西日本豪雨 避難所での生活、どのような点に気をつければよいのか専門家に聞く (1/3ページ)

西日本豪雨被害の避難所でうちわをあおいで暑さをしのぐ人たち=7月8日午後、岡山県倉敷市真備町の岡田小学校(永田直也撮影)
西日本豪雨被害の避難所でうちわをあおいで暑さをしのぐ人たち=7月8日午後、岡山県倉敷市真備町の岡田小学校(永田直也撮影)【拡大】

  • 日本認知症ケア学会が作成した「認知症の人と家族のための避難所での支援ガイド」

 西日本豪雨によって多くの人が避難所生活を余儀なくされている。被災地は厳しい暑さに見舞われており、特に抵抗力の弱い子供や高齢者にとって、避難所での生活は過酷だ。周囲にいる人はどのような点に気をつければよいのか、専門家に聞いた。(加納裕子)

 熱中症・感染症対策

 子供の健康について、災害看護を研究の柱とする兵庫県立大学地域ケア開発研究所の増野園恵所長(51)は「まず気をつけてほしいのは、熱中症と感染症です」と話す。

 増野所長によると、子供は脱水症状になりやすい上、大人のように「のどが渇いた」と訴えられないことが多い。周囲が注意し、こまめに水分を取らせることが大切だ。

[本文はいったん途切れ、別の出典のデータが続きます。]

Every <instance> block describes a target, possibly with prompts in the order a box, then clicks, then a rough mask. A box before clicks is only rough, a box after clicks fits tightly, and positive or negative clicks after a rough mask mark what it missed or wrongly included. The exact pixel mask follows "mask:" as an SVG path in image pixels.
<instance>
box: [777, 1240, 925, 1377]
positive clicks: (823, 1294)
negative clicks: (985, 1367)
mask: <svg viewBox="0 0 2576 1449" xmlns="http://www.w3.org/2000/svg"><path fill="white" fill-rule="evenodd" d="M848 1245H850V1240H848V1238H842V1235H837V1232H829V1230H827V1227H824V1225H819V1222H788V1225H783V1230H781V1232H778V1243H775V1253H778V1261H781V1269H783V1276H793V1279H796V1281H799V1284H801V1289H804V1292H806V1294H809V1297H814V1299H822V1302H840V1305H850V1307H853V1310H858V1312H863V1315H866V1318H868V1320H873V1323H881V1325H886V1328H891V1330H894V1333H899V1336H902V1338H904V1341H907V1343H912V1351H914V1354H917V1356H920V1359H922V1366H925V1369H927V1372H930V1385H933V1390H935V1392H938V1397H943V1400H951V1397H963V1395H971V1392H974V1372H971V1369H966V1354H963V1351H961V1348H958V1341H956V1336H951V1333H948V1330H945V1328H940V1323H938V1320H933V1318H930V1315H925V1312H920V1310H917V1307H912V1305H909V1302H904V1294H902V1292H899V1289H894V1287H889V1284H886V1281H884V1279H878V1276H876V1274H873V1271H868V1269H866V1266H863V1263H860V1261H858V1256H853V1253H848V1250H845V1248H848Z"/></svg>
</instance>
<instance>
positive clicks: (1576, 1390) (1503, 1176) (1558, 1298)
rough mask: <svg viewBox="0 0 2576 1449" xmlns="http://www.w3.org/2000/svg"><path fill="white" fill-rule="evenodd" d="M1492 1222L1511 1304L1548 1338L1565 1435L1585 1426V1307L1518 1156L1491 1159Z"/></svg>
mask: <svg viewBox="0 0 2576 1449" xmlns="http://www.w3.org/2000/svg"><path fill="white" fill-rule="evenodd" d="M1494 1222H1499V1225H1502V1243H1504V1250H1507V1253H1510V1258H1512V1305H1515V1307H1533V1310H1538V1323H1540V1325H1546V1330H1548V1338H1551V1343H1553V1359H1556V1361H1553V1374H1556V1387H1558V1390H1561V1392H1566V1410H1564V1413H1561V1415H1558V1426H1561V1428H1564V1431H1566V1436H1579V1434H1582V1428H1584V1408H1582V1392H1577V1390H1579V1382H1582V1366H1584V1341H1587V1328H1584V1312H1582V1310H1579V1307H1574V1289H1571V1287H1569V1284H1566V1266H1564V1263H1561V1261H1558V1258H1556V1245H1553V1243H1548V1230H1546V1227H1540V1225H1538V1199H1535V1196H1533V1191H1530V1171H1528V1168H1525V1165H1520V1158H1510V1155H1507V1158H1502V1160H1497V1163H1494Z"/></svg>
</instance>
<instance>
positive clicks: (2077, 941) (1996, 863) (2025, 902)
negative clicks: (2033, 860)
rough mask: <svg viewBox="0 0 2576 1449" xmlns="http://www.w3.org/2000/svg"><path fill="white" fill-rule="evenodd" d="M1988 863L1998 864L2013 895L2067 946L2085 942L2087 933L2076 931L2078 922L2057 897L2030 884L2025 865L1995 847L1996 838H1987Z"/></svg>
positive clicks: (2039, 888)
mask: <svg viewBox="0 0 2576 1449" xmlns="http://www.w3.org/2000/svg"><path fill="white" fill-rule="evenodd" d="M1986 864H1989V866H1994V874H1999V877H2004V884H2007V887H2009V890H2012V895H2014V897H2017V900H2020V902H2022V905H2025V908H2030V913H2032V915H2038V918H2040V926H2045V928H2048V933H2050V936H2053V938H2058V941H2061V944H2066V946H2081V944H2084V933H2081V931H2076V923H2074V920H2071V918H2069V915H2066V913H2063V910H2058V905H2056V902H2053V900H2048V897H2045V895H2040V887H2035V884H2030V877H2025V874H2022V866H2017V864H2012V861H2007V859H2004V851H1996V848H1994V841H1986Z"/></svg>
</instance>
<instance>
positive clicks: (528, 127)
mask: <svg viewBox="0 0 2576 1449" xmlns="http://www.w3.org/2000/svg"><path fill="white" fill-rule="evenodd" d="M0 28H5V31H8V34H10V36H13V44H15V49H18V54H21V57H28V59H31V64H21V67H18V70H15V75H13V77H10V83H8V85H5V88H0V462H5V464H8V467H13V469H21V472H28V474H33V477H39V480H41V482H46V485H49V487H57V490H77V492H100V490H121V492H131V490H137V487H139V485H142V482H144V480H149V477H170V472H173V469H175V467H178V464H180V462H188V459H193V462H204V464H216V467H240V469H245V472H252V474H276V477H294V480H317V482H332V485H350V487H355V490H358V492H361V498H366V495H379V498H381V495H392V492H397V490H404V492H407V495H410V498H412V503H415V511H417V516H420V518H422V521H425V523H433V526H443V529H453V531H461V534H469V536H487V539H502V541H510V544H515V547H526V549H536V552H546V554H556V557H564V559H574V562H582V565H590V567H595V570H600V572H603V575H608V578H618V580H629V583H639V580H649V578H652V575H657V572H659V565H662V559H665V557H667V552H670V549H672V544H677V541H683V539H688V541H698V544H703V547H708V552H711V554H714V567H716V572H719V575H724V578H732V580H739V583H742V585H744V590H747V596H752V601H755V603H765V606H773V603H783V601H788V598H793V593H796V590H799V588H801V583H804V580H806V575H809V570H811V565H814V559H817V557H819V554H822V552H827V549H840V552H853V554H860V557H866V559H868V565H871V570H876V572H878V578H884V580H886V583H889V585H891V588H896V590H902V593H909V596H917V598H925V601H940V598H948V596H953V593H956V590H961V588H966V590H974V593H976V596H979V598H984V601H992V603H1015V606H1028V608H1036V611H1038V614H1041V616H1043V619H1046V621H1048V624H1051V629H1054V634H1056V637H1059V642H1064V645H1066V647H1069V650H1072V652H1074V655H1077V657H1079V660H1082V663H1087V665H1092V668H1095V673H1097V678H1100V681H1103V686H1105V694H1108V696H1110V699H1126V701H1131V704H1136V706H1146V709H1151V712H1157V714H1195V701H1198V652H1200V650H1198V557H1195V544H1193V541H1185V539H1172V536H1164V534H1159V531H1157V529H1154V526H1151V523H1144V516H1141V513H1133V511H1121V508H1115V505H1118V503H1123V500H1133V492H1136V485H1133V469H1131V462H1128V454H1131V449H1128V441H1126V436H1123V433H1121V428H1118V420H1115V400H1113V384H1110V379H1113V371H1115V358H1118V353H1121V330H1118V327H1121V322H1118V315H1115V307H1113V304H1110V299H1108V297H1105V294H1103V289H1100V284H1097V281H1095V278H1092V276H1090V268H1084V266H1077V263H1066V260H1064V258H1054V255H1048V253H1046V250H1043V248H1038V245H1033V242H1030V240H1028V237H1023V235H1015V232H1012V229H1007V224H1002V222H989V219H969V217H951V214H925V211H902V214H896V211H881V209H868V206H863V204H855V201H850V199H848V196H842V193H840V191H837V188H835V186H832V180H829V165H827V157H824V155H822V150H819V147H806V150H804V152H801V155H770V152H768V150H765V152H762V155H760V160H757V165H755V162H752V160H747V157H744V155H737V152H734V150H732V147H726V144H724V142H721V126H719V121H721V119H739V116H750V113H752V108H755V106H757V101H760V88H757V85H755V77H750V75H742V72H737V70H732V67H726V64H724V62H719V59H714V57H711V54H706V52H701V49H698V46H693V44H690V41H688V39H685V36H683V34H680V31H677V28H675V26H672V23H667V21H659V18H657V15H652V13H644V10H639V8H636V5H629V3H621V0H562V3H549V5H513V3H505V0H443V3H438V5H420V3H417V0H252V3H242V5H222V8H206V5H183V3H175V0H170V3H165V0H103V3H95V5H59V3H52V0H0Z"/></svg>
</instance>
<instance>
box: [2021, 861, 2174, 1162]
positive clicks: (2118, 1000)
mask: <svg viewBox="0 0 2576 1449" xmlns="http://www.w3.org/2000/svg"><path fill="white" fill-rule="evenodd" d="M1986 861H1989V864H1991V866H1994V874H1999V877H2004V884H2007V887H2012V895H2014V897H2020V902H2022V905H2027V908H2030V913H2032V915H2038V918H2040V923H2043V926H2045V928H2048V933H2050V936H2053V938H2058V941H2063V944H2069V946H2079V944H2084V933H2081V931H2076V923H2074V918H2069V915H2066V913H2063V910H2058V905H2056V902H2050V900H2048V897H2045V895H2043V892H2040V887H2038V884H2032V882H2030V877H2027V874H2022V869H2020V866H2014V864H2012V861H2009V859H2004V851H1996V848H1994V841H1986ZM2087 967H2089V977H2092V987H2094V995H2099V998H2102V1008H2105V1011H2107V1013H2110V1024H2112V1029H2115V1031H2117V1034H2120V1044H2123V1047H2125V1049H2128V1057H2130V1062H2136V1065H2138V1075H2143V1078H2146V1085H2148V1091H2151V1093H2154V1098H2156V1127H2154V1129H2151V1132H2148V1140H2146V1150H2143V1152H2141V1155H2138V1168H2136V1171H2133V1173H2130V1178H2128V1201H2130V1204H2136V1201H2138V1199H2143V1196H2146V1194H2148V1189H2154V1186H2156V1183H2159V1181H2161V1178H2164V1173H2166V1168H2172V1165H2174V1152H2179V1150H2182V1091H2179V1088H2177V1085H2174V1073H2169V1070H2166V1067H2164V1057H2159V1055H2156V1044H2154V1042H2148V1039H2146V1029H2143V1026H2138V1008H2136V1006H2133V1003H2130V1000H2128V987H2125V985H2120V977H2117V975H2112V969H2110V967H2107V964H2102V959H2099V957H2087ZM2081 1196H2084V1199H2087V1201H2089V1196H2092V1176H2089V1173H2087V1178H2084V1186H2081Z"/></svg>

 また、抵抗力の弱い子供は感染症にかかりやすい。避難所では自由に水が使えない状況だが、増野所長は「ウエットティッシュで手を拭くことなどを、大人以上に意識して」という。

 また、家が水に浸かったり土砂に埋もれたりする光景は、子供の心に大きなショックを与える。「雨の音や水の音、小さな水たまりを怖がることもあります」と増野所長。夜寝られなくなったり、小さな音に敏感になったりするほか、母親から離れられなくなるなど「赤ちゃん返り」のような状態になることも。